Code Recommenders uses model archives to deliver its contents to the clients. A model archive is essentially a zip file that contains recommendation models for a certain library.
These model archives are organized in so called model repositories. A model repository is essentially a Maven repository which stores the model archives with a specific classifier.
For example, all Code Recommenders' call completion models use the "call" classifier, i.e., a model for SWT library is stored in a Maven repository under $M2_REPO/org/eclipse/swt/org.eclipse.swt/3.0.0/org.eclipse.swt-calls-3.0.0.zip.
Hosting a model repository is simple. As Code Recommenders uses a maven repository to distribute its model archives, these repositories can be served from any web server, and as such they can be mirrored easily across multiple servers.
The repository can be searched by using a local search index that get's downloaded once on first startup and updated (if changed since last access) on every restart. This is similar to the way how M2E assists its users by downloading the search index of Maven Central.
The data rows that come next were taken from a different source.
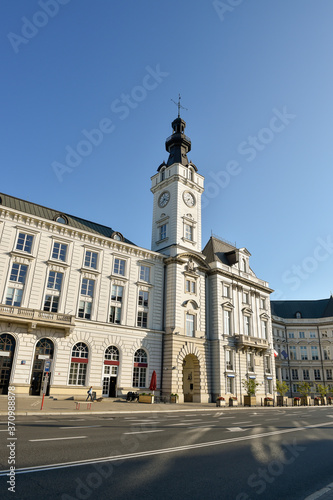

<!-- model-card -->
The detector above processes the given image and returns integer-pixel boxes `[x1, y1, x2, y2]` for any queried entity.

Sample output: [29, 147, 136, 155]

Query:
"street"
[0, 407, 333, 500]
Requirements for Hosting a Server
Model Archive Disk Size: For each library an individual model archive is created. Model archive may support ranges of a library (e.g., [3.0.0,4.0.0)). Thus, a single model archive may serve SWT 3.7 and 3.8 as well as any platform such as OSX, Linux or Win32. The size of a model archive is not limited in any terms but typically does not exceed 2MB. For example, when generating call completion models for Eclipse APIs from Eclipse M6 classic, the size of all generated model archives amounts to ~50MB. Generating models for the complete Juno Release train may result in several hundreds MBs up to a few GBs of model archives.
Network Bandwidth: Model archives are downloaded on demand, i.e., as soon as a user triggers code completion on a variable of a supported type or selects a supported type with an open Extdoc View. If neither Code Recommenders intelligent code completions nor Code Recommenders Extdoc View is used, no models will be downloaded. In addition, this auto-download feature can (will - not implemented in M7 yet) be disabled. Since all models are stored in a local maven repository, all models are downloaded only once per workspace.
Hosting Recommendation Models for Juno Release
In the long run, Code Recommenders team would like to host a canonical model repository similar to Maven Central (http://repo1.maven.org/maven2/) for any open source library. As Eclipse statutes do not allow any software to refer to any external non-Eclipse URLs without permission, we see two good solutions (maybe there are more - but at the moment I see two good ones :):
1. eclipse.org solution: Recommenders delivers recommendation models from the Eclipse download server, e.g., from http://download.eclipse.org/recommenders/models/juno/. A more advanced solution may be to set up a virtual server for Code Recommenders where models are delivered from (e.g., http://recommenders.eclipse.org/repository/juno/) - but this is not needed for Juno.
2. coderecommenders.org solution: In the long run, we also want to enable users to share anonymized usage data with each other to build the ultimate goal of IDE 2.0 as described here. As pointed out by Wayne and others, sharing private usage data with a central server (independent where it's hosted) is something that should not be taken lightly. Many privacy concerns may arise and - if done wrong - may have a negative impact on the trademark Eclipse and Eclipse Code Recommenders as well.
Thus, we think that building and maintaining such advanced services' that enable users to share usage data at Eclipse.org is not the way to go given the current state of the project and the amount of work that needs to be done to convince users that it will be a good thing. Time will show if people want to participate in such systems - and it's not required to tackle the largest-and-hardest barrier first but to prove that Code Recommenders in general is a great and effective concept.
However, we'd like to provide such services to learn how far we get with these advanced IDE 2.0 services. We think that the tools we develop(ed) should not be tightly coupled to the Eclipse project for the reasons given above but in a external project that may also gives us the opportunity to build commercial services around like Tasktop successfully showed.
Summarizing the two solutions (hosted at eclipse.org vs. hosted at coderecommenders.org), for Juno release we'd prefer to host a model repository on the Eclipse infrastructure at, e.g., http://download.eclipse.org/recommenders/models/juno/. But on the long run, we'd like to move to a more central server like coderecommenders.org (as Sonatype did with Mavencentral).
Data Privacy in Juno Release
To state it clearly somewhere: For Juno - except from downloading a model index and model archives - Code Recommenders does not upload any usage data.